Jurisprudência - Direito do Trabalho

NULIDADE DO LAUDO PERICIAL - O mero fato da parte não concordar com a conclusão do i. perito judicial não enseja, por si só, a nulidade do laudo, dependendo, para tanto, que seja demonstrada a existência de vício capaz de macular sua validade. Dessa feita, não tendo comprovado qualquer motivo a ensejar a nulidade pretendida, o Recurso deve ser desprovido. Nego provimento. (TRT23. RO - 00788.2007.091.23.00-5. Publicado em: 27/06/08. 2ª Turma.

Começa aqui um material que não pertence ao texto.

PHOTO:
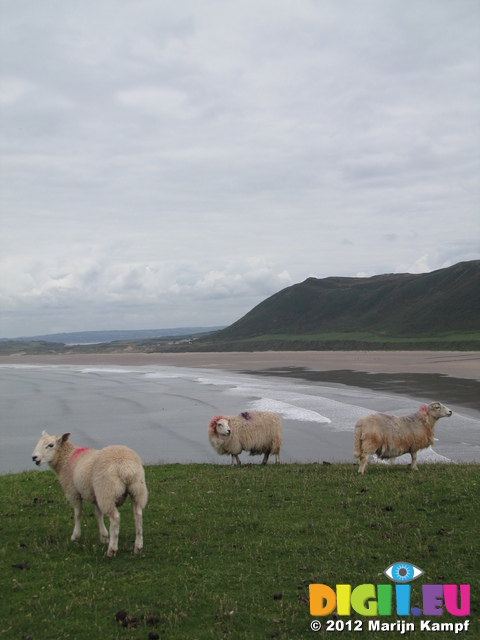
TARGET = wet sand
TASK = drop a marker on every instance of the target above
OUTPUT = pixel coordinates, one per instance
(114, 402)
(458, 364)
(452, 377)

Relator: DESEMBARGADORA LEILA CALVO)

LITISPENDÊNCIA – Tramitando Ação Declaratória, objetivando a extinção da estabilidade provisória da Recorrente, não se pode analisar o pedido da autora nos presentes autos, se ainda pende de julgamento a existência ou não da prefalada relação jurídica, sob pena de se incorrer decisão conflitante sobre o mesmo caso. (TRT 11ª R. – RO 1323/00 – (0855/2002) – Relª Juíza Ormy da Conceição Dias Bentes – J. 19.02.2002)

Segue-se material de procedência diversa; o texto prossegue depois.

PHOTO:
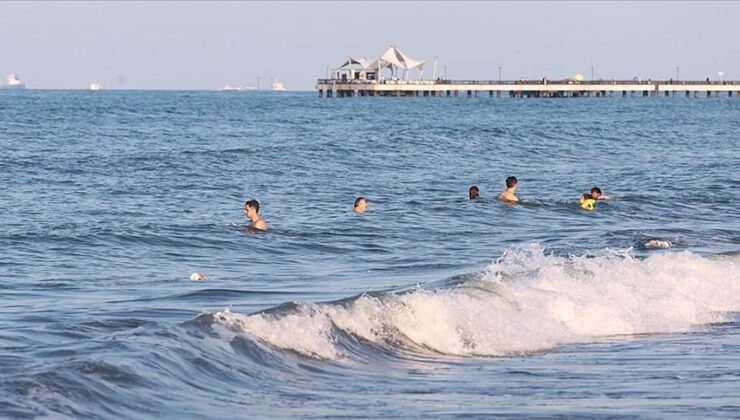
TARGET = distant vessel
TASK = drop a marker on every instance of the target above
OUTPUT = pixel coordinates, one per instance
(14, 82)
(230, 88)
(278, 85)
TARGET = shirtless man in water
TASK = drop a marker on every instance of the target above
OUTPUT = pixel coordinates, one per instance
(251, 210)
(509, 195)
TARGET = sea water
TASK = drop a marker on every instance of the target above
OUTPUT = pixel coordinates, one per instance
(428, 304)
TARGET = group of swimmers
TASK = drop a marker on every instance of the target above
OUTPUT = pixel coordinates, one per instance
(587, 202)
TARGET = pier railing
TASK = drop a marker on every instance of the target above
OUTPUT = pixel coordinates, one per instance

Contribuição previdenciária. A teor do artigo 832, parágrafo 6o da CLT: acordo celebrado após o trânsito em julgado da sentença ou após a elaboração dos cálculos de liquidação de sentença não prejudicará os créditos da União. (TRT/SP - 01362200243202004 - AP - Ac. 3aT 20090645388 - Rel. Ana Maria Contrucci Brito Silva - DOE 28/08/2009)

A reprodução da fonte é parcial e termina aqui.